Depreciating cedi  bane of importers
Dr Ernest Addison, Governor, BoG

Depreciating cedi bane of importers

THE cost of imported goods will remain high as long as the local currency keeps depreciating. According to businesses, as forex rates continue their upward trajectory, businesses find themselves navigating increasingly harsh economic challenges.


While the maintenance of the policy rate offers a glimmer of stability in borrowing costs, concerns persist over the broader implications of currency volatility on inflation and monetary policy effectiveness.

Acknowledging the importance of policy rate consistency, businesses have stressed the urgent need for concerted efforts to stabilise the local currency. 

In an interview with Graphic Business, the President of the Pharmaceutical Importers and Wholesalers Association (PIWA), Dr William Adum Addo, said the Bank of Ghana’s decision to maintain its monetary policy rate has left businesses disillusioned as high cost of borrowing persists amidst relentless currency depreciation.

“Despite hopes for relief, the Ghana cedi’s ongoing decline continues to burden businesses, worsening the already steep cost of operations in the country.

As businesses we cannot continue to shield ourselves from the impact of currency depreciation, we are left with no choice but to shift the burden onto consumers,” he said.Dr William Adum Addo, President, Pharmaceutical Importers and Wholesalers Association (PIWA)

The President of the Ghana Union of Traders' Association (GUTA), Joseph Obeng, said “other indicators such as forex rates are going up and that is a difficult situation for businesses but the fact that the policy rate has been maintained will help with some stability with regards to the cost of borrowing which will also auger well for us.”

“However, our major issue here is the stabilisation of the local currency which needs a maximum attention in order not to throw away the gains we have made in the last couple of months.

If we don’t do anything about the high rate of the forex, it will trigger the inflation again and that will affect the monetary policy rate,” he added.

Policy rate unchanged 

Last Monday, the Bank of Ghana (BoG) kept its monetary policy rate at 29% to further monitor developments in the economy.

The Governor of the BoG, Dr Ernest Addison, said after decelerating sharply in 2023, the pace of disinflation has slowed in the first two months of the year. 

He said although inflation rose slightly in January 2024 and edged down in February, the latest inflation forecast suggests a slightly elevated profile from the possible upward revision in transport fares, adjustment in utility tariffs, higher ex-pump prices, and some pass through of exchange rate depreciation. 

"Overall, risks to inflation are slightly on the upside and will require close monitoring. Given these considerations, the Committee decided to maintain the Monetary Policy Rate at 29.0 percent," the Governor said.

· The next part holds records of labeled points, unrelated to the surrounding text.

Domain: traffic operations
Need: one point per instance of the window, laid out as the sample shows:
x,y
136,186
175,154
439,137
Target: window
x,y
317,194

Joseph Obeng, GUTA President

Cedi’s performance in first quarter of 2024

The cedi is losing value to the major foreign trading currencies particularly, the United States Dollar, having shed about 6.8 per cent of its value in the first quarter of the year to date.

The Central Bank on March 28, 2024 sold one dollar for GH¢12.88 as against January 2, 2024 rate of GH¢11.88.

The Central Bank attributed the pressures on the cedi mainly from the strengthening of the US dollar on the international markets, and payments made to the energy and corporate sectors.

“These were compounded by delays and uncertainties associated with the second tranche of the cocoa loan inflow and World Bank’s disbursement of budget support,” Dr Addison added.


At the last MPC meeting, Dr Addison was optimistic the Ghana cedi will remain relatively stable against the US dollar going forward due to strong reserves built by his outfit over the period.

“This is based some strong reserves that the Bank of Ghana has built over the past months to support the cedi, some fresh monetary measures being implemented, and strict enforcement of the foreign exchange regulations.

“We are now reporting reserves of more than $6.0 billion, and therefore the underlying factors that caused those pressures in the past have improved greatly,” he said.

He further said there had been improved remittance inflows and all these would support the currency in the coming months.


The first tranche of the $300 million World Bank funds hit the accounts of the BoG last week.

The fund is expected to further boost the country’s foreign international reserves and help cushion the Cedi which has depreciated by 6.8 per cent since the beginning of the year.